- Born: 1954 (age 70–71) Albany, New York, U.S.
- Education: University of Montana (BA) Vermont College of Fine Arts (MFA)
- Occupation: Author

= Robin Oliveira =

American historical novelist and nurse

Robin Oliveira (born 1954) is an American author, former literary editor, and nurse, who is most known for her debut novel, My Name is Mary Sutter, published in 2010. Her second novel, I Always Loved You, was published by Penguin on February 4, 2014.

== Early life ==
Robin Frazier Oliveira was born in Albany, New York in 1954, and grew up in nearby Loudonville, New York, graduating Shaker High School.

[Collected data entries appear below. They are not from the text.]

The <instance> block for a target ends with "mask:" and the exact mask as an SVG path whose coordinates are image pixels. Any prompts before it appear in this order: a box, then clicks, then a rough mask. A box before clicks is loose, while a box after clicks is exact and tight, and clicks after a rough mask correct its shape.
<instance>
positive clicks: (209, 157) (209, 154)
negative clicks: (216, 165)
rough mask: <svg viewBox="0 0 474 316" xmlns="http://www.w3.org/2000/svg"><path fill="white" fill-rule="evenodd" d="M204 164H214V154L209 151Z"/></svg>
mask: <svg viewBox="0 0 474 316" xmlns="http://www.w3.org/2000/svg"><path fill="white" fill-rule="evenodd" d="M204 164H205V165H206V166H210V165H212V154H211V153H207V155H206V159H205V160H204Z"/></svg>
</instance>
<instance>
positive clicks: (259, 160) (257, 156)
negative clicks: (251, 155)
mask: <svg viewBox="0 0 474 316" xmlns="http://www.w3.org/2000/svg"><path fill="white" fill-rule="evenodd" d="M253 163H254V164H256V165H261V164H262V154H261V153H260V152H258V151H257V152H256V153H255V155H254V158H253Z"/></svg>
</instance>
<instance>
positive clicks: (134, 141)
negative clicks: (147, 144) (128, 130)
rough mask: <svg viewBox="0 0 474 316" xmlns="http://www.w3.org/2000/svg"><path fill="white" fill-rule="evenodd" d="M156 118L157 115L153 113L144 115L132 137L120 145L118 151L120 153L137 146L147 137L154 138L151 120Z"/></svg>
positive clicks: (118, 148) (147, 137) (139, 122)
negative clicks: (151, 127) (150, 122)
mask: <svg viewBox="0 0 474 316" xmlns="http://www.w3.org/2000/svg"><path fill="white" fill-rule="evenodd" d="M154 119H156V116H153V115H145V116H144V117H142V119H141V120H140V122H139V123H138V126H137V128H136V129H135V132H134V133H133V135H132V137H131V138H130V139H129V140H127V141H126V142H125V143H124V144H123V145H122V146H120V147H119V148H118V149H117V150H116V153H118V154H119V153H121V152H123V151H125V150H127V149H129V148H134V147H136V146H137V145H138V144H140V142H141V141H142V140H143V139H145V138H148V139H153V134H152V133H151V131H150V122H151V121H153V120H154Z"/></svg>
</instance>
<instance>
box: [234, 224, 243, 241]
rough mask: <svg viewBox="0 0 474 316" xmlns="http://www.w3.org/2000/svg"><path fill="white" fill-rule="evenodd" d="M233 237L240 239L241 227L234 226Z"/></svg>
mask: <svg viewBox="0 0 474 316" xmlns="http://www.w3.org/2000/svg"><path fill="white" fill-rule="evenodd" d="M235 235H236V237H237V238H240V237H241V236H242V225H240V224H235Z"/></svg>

She earned a Bachelor of Arts in Russian from the University of Montana in 1976, and continued her study at the Pushkin House Institute of Russian Literature in Moscow. After finding this wasn't a viable career path, she studied nursing, earning a living as registered nurse specializing in critical care and bone marrow transplant, in Seattle.

== Writing ==
Oliveira worked in nursing until the birth of her children, when she left work to stay home with them, but when her youngest son entered kindergarten, she decided to try to write a book instead of returning.
She went back to school to earn a Master of Fine Arts in Writing from the Vermont College of Fine Arts in 2006. She served as assistant editor at Narrative Magazine, and from 2007 through 2011 as fiction editor for the annual literary magazine upstreet.

Oliveira began writing the novel that became My Name is Mary Sutter in 2002. It tells the story of an Albany midwife trying to become a surgeon during the American Civil War. At first, Oliveira admits, the writing wasn't very good, and her writing teacher doubted it could succeed. Rewriting took years, including traveling to Washington, D.C. for extensive research at the National Archives and the Library of Congress. In 2007, while still in progress, it won the James Jones First Novel Award under the working title The Last Beautiful Day.

My Name is Mary Sutter was published in 2010 by Viking Press in the United States (ISBN 0670021679) and the Fig Tree imprint of Penguin Books in the United Kingdom in 2011 (ISBN 978-1905490684). It was widely reviewed, mostly favorably, with reviewers commenting on the detailed research and the determined heroine. It won an honorable mention for the 2010 Langum Prize for American Historical Fiction, and won the 2011 Michael Shaara Award for Excellence in Civil War Fiction.

== Personal life ==
Oliveira lives just outside Seattle, Washington, with her husband Andrew. They have a daughter, Noelle, and a son, Miles.